UAW officials said the 73,000 UAW members who work at about 80 U.S. facilities for the nation’s largest automaker didn’t strike Monday over what many thought would trip up the talks: a plan to shift the retiree health care burden from the company to the union. They said they also didn’t strike over wages.
They said union members walked out because they want GM to promise that future cars and trucks such as the replacement for the Chevrolet Cobalt small car or the still-on-the-drawing board Chevrolet Volt plug-in electric car will be built at U.S. plants, preserving union jobs.
The strike puts GM, which is restructuring so it can better compete with Asian automakers, in a bind as some of its new products begin to catch on with consumers.

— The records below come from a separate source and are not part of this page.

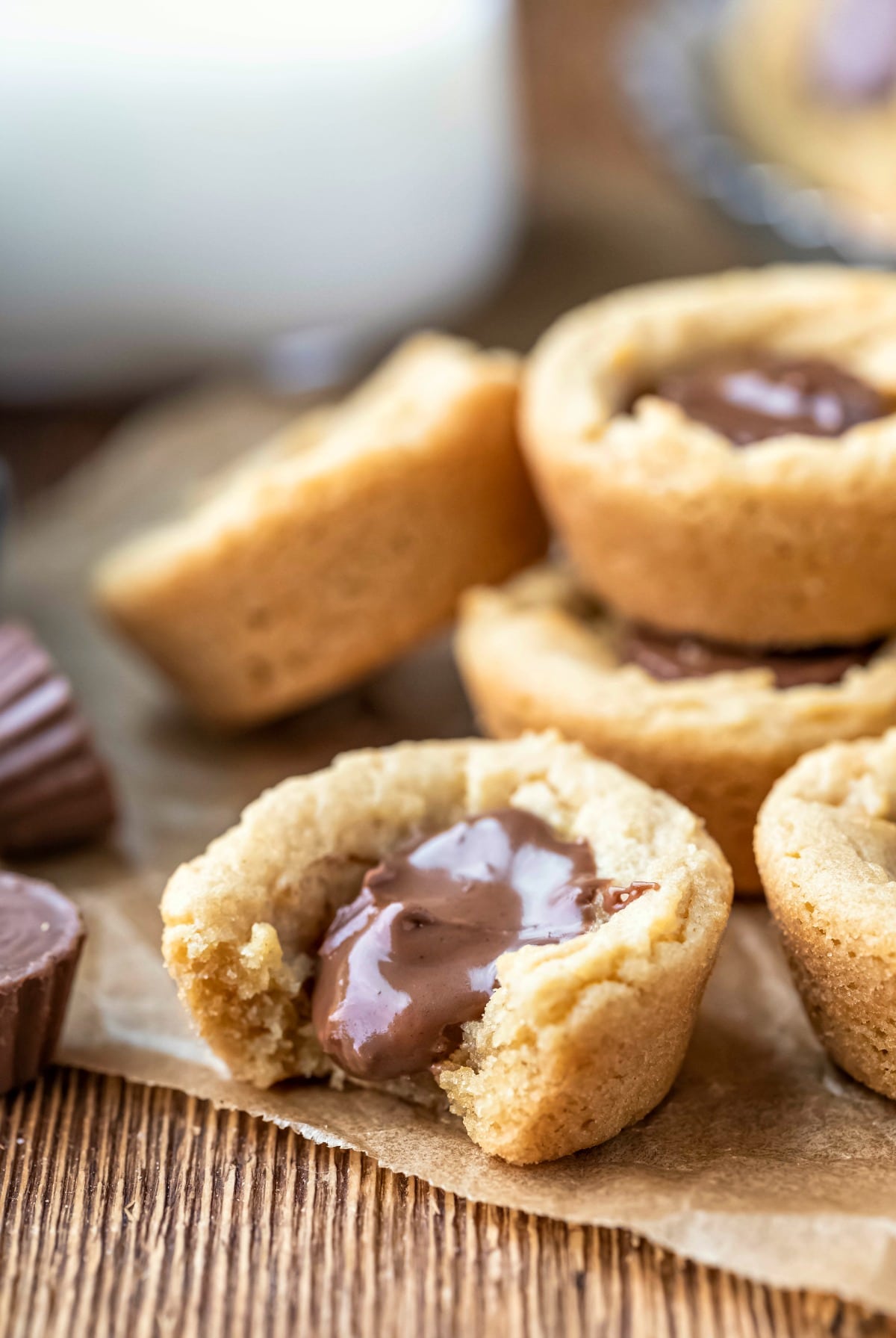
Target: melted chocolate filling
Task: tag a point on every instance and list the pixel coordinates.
(669, 657)
(415, 954)
(756, 397)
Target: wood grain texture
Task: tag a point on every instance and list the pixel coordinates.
(142, 1212)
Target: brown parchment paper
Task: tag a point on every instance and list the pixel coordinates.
(764, 1159)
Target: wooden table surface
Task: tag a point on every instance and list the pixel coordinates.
(137, 1211)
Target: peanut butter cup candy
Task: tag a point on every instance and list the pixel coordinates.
(514, 929)
(341, 544)
(825, 845)
(55, 791)
(40, 940)
(712, 724)
(720, 454)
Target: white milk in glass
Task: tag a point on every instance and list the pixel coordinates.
(194, 179)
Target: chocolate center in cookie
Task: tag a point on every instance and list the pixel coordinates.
(689, 657)
(414, 956)
(37, 925)
(853, 52)
(756, 397)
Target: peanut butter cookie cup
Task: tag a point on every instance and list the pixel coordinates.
(710, 724)
(720, 454)
(825, 845)
(341, 545)
(517, 928)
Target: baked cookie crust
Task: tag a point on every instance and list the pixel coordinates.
(765, 82)
(789, 542)
(825, 845)
(538, 653)
(341, 544)
(579, 1040)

But it also means workers are taking a big risk – giving up pay and slowing down GM in an uncertain economy.
“Job security is one of our primary concerns,” UAW President Ron Gettelfinger told reporters Monday afternoon after talks broke off and the strike began. “We’re talking about investment and we’re talking about job creation” and preserving benefits, he said.
Talks resumed a short time later as sign-carrying pickets marched outside plant gates.
Worker Anita Ahrens burst into tears as hundreds of employees streamed out of a GM plant in Janesville, Wis., just after the strike began at 11 a.m. EDT.
“Oh my God, here they come,” Ahrens, 39, said. “This is unreal.”
Ahrens has seven years at the plant, where she works nights installing speakers in sport utility vehicles. She waited Monday for her husband, Ron Ahrens, who has worked there for 21 years.
The couple has three children, including a college freshman, and Ahrens worried about how they would pay their bills.
“This is horrible, but we’re die-hard union, so we have to,” Ahrens said. “We got a mortgage, two car payments and tons of freaking bills.”
The striking workers will receive $200 a week plus medical benefits from the UAW’s strike fund. The union had more than $800 million in that fund as of last November, according to the UAW’s Web site.
The UAW, Gettelfinger said, is willing to talk about taking money from the company to form a trust that would be responsible for billions of dollars in retiree health care costs.
GM wants the trust, called a Voluntary Employees Beneficiary Association, or VEBA, so it can move much of its $51 billion in unfunded retiree health care liabilities off the books, potentially raising the stock price and credit ratings. It’s all part of the company’s quest to cut or eliminate about a $25-per-hour labor cost disparity with its Japanese competitors.
“This strike is not about the VEBA in any way, shape or form,” Gettelfinger said. “We were more than eager to discuss it,” although he said no agreement had been reached.
Industry analysts said initially the strike would have little impact on consumers because GM has sufficient inventory stockpiled for most of its products.
But Monday afternoon, the Teamsters transportation union said its 10,000 automotive transport members would not cross UAW picket lines to deliver GM cars and trucks. GM reported that it had just under 950,000 vehicles in its inventory at the end of August, about 35,000 below the same time last year.
GM spokesman Dan Flores said the automaker was disappointed in the union’s decision.
“The bargaining involves complex, difficult issues that affect the job security of our U.S. work force and the long-term viability of the company,” he said. “We remain fully committed to working with the UAW to develop solutions together to address the competitive challenges facing GM.”